Messenger RNAs (mRNAs) are transcribed from DNA, and serve as templates for the synthesis of proteins by ribosomal translation. Weak mRNAs contain long and highly structured untranslatable regions at their 5’ end. This lengthy region makes it difficult for enzymes to determine where transcription should begin. As a result, initiation factor proteins are required for translation of the message into protein. These weak mRNAs, or mRNAs that carry the code for proteins involved in the development of cancer cells, require cap-dependent translation which necessitates the cellular involvement of the eIFs. Examples of weak mRNAs include those that code for proliferation-related, and anti-apoptotic proteins. Strong mRNAs, in contrast, are translated with much less cellular machinery such as eIFs and generally code for biologically necessary proteins, such as those needed for the essential metabolic processes of a cell. Therapies such as the use of 4EGI-1 against cancer cells can thus be created such that their biologic targets include only the initiation factors involved in the production of weak mRNAs.

Cap-dependent translation involves a series of steps that join the small and large ribosomal subunits at the start codon of mRNA. The initiation factor complex eIF4F is dependent upon the presence of a 5’ mRNA cap upstream from the start codon in order to initiate translation.

Initiation factor independent translation does not require the association of initiation factors with the 5’ cap of mRNA. As an alternative, the associated ribosomal units are moved to the start location by internal ribosome entry site trans acting factors (ITAFs). It has been found that several cellular proteins that respond to apoptotic signals are translated in this fashion.
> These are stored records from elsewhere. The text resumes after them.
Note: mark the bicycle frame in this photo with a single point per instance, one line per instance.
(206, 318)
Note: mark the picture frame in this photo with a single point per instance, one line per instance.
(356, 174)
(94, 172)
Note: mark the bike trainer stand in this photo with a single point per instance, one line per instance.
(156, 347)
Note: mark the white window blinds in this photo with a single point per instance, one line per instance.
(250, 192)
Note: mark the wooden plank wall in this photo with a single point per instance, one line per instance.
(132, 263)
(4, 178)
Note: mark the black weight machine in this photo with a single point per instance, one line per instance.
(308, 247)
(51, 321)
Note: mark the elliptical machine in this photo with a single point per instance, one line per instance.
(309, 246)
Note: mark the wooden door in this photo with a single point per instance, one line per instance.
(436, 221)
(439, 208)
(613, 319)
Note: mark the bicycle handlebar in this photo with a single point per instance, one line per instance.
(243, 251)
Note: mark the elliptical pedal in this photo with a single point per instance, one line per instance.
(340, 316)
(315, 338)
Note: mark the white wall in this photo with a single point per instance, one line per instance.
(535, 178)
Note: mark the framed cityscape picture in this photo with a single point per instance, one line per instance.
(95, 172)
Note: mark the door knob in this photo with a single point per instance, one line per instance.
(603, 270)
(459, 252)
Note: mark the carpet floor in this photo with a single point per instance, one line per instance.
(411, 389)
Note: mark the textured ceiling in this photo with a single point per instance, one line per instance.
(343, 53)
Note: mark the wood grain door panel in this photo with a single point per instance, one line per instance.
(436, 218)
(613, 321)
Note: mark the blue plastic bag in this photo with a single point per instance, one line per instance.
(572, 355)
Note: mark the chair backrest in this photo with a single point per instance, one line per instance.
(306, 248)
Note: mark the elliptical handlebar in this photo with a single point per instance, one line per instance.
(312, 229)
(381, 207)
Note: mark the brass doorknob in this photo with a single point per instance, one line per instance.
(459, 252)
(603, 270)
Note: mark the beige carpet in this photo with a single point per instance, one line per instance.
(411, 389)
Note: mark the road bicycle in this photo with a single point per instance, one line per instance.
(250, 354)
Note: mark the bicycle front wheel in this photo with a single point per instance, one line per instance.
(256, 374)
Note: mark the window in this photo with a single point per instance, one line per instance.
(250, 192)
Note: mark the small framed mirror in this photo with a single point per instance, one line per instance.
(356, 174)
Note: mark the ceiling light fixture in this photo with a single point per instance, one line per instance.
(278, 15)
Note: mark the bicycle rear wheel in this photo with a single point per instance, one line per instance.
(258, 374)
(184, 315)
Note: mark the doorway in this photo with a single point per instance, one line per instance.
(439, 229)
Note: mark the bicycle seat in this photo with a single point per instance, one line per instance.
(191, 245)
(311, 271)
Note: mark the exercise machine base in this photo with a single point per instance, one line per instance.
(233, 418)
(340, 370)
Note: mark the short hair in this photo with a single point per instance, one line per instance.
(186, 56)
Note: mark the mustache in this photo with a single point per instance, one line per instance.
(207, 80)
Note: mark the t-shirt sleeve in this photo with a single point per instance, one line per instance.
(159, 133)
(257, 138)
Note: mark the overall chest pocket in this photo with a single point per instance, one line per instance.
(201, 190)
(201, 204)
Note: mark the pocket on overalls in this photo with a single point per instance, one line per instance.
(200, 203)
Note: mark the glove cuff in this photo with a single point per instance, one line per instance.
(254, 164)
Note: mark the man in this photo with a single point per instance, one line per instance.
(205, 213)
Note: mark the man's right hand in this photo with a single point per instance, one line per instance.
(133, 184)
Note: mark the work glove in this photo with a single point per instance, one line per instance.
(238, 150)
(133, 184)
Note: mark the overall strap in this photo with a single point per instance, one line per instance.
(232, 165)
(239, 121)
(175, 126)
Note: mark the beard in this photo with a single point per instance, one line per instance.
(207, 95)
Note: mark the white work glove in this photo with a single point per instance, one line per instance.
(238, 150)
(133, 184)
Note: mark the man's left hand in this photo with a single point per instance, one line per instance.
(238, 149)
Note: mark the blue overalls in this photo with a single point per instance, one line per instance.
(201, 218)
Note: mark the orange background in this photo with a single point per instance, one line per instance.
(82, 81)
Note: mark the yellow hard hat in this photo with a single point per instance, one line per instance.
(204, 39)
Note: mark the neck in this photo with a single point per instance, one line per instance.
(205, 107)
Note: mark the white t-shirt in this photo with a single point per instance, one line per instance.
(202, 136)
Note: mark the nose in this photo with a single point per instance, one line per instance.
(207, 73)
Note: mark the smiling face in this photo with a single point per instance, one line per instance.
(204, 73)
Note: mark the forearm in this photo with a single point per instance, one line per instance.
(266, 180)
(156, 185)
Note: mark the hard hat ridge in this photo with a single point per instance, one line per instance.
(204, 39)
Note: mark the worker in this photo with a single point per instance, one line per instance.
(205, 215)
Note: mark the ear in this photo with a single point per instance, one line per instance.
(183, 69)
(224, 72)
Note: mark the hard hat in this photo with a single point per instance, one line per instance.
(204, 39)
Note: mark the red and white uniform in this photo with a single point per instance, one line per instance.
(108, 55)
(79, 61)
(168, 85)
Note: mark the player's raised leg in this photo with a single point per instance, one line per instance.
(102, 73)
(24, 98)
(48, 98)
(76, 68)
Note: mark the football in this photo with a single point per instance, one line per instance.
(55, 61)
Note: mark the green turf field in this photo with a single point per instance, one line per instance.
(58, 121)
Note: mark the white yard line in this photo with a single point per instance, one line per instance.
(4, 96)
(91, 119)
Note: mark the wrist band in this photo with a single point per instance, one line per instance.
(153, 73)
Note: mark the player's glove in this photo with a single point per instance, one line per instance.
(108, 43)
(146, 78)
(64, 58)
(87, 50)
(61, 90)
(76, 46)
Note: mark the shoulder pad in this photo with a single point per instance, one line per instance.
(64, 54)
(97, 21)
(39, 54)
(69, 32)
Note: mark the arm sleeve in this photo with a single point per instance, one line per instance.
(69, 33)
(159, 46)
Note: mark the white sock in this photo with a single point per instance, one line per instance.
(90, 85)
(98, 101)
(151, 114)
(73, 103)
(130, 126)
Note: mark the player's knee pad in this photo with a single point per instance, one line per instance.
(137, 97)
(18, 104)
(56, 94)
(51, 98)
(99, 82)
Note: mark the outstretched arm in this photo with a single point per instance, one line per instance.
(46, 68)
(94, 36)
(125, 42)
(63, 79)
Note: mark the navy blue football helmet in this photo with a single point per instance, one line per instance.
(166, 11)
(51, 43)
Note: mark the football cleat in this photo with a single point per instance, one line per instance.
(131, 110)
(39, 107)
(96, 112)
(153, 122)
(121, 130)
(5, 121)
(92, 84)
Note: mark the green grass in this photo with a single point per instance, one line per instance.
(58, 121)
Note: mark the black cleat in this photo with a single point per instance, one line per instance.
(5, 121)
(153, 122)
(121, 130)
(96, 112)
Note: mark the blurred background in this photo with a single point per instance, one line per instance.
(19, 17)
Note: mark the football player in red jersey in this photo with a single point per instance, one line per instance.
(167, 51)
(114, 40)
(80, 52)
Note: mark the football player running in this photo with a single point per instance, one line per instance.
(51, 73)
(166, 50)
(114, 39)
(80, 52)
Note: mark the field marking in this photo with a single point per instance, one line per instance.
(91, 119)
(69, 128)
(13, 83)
== Techniques of discovery ==

When attempting to identify biological molecules that would disrupt the formation of the F complex, researchers developed a high-throughput fluorescence polarization (FP)-binding assay. In this assay, a small peptide of a known sequence was synthesized and tagged with a fluorescent molecule. This traceable peptide of sequence KYTYDELFQLK binds to the binding site of endogenous 4E-BPs on eIF4E. 16,000 compounds of known chemical composition were then tested in this assay. Compounds that displace the labeled peptide from eIF4E would yield a decrease in fluorescence polarization. The sequence of 4EGI-1 was such that it displaced the labeled peptide, thus demonstrating its affinity for the complex binding site on eIF4E.